Garcia: No cake for Golden Gate Bridge's 70th? 

Just imagine, a magical 70th anniversary for one of the world’s most beautiful structural icons, and all you get is a lousy T-shirt.

Oh, maybe an ornament too. And an engineering book. How’s that for your big party favors?

The Golden Gate Bridge officially turns 70 on May 27, an occasion that seems fitting for a rather raucous or at least large celebration for one of the world’s greatest engineering feats — the suspended jewel that transforms the bay in the Bay Area. But if you’re hoping for fireworks, a musical gathering or spontaneous line dancing, you are going to be hopelessly disappointed. For the agency that controls the landmark and its costly transportation arms is treating the 70th as it would the 53rd or 67th — you know, like one of those random, inconsequential calendar dates.

So why no cake, no ceremony? The official word is that it’s a matter of bad timing, fiscal realities being what they are. The Golden Gate Bridge, Highway and Transportation District has a budget that is bleeding international orange, and agency officials don’t think it’s a swell idea to throw attention on the span while they ponder yet another toll increase.

"We’re in the middle of a budget crisis and we want to stay focused and not throw a party right now,’’ said Mary Currie, longtime spokeswoman for the bridge district. "But we still anticipate that there will be a lot of people out here that weekend.’’

Yet nothing like the 800,000 or so people who jammed the bridge and its arteries on that magical day in 1987 when it became the site of an international party and the center of worldwide attention. Agency officials won’t say, it but it doesn’t take much to figure out that they don’t want to invite another free-for-all like they had on the 50th anniversary, when an estimated 300,000 people stood on the bridge and caused it to flatten, triggering an outburst of flop-sweat among its leading engineers.

Instead they’re giving a straight-faced, by-the-book account of the accounting, which solemnly notes that the bridge district is looking at a $87 million deficit over the next five years and every conceivable method of raising money is being looked at save for plastering advertising on its majestically golden cables. And the betting money is that there will likely be a toll increase because as befits its stature as one of the most beautiful bridges around, it’s also been one of the more costly, due in part to its structure and the agency’s self-imposed decree that it serve as a Cadillac-level transportation agency in hybrid-level times.

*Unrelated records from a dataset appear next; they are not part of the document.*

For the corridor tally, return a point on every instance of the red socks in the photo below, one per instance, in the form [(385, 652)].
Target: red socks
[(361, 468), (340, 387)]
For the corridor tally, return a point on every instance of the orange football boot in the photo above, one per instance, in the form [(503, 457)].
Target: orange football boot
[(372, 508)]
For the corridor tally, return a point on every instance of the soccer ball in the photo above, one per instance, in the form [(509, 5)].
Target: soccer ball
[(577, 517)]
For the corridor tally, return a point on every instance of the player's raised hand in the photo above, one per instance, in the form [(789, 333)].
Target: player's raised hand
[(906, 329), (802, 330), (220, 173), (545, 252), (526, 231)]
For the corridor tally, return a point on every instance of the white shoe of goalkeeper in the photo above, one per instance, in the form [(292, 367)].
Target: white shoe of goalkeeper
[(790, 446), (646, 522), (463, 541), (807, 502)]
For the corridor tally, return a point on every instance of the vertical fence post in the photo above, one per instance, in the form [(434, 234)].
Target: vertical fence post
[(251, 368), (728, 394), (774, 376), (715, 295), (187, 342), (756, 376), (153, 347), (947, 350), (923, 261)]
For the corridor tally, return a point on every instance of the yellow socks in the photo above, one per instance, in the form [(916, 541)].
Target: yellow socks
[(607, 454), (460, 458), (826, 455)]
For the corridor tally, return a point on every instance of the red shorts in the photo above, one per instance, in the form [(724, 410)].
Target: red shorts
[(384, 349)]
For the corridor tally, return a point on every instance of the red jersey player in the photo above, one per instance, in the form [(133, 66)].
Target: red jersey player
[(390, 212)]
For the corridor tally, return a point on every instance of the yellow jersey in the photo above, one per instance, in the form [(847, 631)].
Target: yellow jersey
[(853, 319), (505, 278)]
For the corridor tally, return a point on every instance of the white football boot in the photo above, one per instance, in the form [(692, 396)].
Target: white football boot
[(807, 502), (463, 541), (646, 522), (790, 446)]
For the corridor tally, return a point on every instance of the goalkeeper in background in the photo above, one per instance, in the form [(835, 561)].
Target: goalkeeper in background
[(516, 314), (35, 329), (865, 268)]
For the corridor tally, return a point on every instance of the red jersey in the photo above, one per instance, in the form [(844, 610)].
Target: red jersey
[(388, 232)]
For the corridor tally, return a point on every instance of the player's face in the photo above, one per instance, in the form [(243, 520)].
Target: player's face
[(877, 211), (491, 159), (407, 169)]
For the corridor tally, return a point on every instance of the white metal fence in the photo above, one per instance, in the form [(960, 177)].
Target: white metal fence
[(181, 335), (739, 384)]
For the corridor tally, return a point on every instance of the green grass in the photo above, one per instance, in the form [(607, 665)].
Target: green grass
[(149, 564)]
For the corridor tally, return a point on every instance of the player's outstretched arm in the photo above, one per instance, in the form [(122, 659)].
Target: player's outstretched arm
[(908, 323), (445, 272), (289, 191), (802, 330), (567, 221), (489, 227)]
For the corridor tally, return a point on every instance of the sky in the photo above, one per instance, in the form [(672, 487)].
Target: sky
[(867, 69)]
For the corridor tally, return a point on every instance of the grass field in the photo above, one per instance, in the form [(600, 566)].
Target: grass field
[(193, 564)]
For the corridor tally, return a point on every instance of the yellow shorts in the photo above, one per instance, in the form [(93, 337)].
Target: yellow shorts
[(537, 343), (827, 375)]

Currie said the agency is hopeful it can go into 2008 without a toll increase and that it’s hoping to raise needed funding through "partnership’’ programs. But alternative funding programs for an agency running an annual deficit have been looked at for years, and so far the primary source of funds has come from the pocketbooks of car users, who have complained mightily over the years about just for whom the bridge tolls.

Still, it is rather curious that the bridge district would try to make such a noteworthy date so low-key to the point where it’s hardly considered anything beyond a commemorative T-shirt to note the anniversary. Currie said the agency is also planning a release of a new book on the bridge, written by her and two of the bridge’s chief engineers, Frank Stahl and Daniel Mohn. It’s too early to tell if "The Golden Gate Bridge, Report of Chief Engineer, Volume 2’’ will have a wide audience besides civil engineers and bridge buffs, but as a geek who has a poster of the bridge’s original schematics on the wall of his office, I can say it has some personal appeal.

Yet most people tend to think of a 70th birthday as a big deal, since they never quite know if they’ll be around for the three-quarter century mark. Officials at the bridge district are confidently counting on that. And I suppose there is some solace in the bridge’s expected longevity, since we pay dearly tokeep her upright and as healthy looking as a new paint coat will allow. But as if they needed another reason to not throw a big party, Currie notes that the bridge’s upcoming anniversary will coincide with Memorial Day weekend, with all of its traffic craziness and coinciding party fever.

"We’re working on a lot of other projects,’’ she said. "People can celebrate the 70th anniversary in their own way. Some people might be disappointed and some people might be relieved.’’

But there’s no denying the anticipation over the 75th anniversary. The bridge’s engineers are probably already losing sleep over that one.